# auger won't stop spinning



## Dianne Parker (Jun 10, 2018)

Hi everyone I have a Poulin Pro snow blower and replaced the Impeller belt now the augers won't stop turning when I release the auger lever.


----------



## WVguy (Nov 24, 2018)

It is probably that the auger adjustment was set to account for some stretching in the old belt. When you replaced the belt the adjustment was then needed to account for the now-shorter belt. Look in the manual to see how to adjust the auger setting. Or post the model and serial number at least, maybe some photos, and others can help. I'm not familiar with Poulin snow blowers.


----------



## crazzywolfie (Jun 2, 2014)

might have to pull the belt cover and check things out. might have broke a return spring on the belt tension or maybe the tensioner is sticking.


----------



## Russell (Dec 14, 2017)

Don't know how Poulan is setup, but your auger lever probably uses a cable that goes down to activate the auger. 

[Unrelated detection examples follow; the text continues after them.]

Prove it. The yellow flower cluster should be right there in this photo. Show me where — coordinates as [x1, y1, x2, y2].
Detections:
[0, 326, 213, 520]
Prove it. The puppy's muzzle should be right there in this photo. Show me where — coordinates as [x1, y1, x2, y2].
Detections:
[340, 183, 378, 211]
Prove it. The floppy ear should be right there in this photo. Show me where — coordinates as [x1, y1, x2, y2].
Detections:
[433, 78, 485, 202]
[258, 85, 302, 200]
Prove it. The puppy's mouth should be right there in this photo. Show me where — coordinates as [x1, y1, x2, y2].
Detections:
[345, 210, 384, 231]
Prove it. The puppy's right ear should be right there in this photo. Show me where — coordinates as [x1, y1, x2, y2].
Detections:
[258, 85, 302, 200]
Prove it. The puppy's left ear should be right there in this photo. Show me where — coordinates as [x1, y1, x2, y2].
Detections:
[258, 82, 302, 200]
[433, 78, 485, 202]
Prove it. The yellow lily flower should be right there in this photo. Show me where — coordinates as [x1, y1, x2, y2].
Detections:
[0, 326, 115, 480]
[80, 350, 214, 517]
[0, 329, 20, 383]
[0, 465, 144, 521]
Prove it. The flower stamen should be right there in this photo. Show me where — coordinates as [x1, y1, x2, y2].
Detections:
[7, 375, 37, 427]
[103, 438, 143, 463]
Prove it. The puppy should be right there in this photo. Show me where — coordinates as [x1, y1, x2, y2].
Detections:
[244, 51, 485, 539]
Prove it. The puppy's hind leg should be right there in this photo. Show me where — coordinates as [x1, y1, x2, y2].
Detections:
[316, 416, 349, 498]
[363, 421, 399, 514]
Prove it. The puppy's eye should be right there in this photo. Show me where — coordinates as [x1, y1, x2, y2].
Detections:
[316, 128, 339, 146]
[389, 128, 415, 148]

Follow the cable down and you should find an adjuster portion with a couple of lock nuts. Loosening the locknuts and then turning the adjuster allows you to adjust the freeplay in the cable. You need to put a little more freeplay in the cable. This will allow the auger to disengage.

Find the correct spot and then tighten the locknuts back up.

If you don't have an adjustment on the cable here is a video showing the second method to adjust the idler pulley.
Check his you tube channel for lots of other videos. He probably has one on how to do the cable adjustment.


----------



## Greg13 (Nov 25, 2018)

One thing that can cause the problem, if you have them. In the picture above, there are 2 bolts or pins next to the engine pulley. When the belt is under tension the belt should have like 1/4" clearance. if it is too great the belt will slap back and forth and keep engaging it's self.


----------



## JLawrence08648 (Jan 15, 2017)

You could have too narrow a belt and now sits lower in the pulley and is grabbing.

Did you use the original belt or a clone? Look up the original size and measure the belt you put on, sometimes these belts are not accurate. The belt you put on may be smaller thus it's grabbing.

It's this a mower blower belt or an automotive belt? The angle of the sides are cut differently.


----------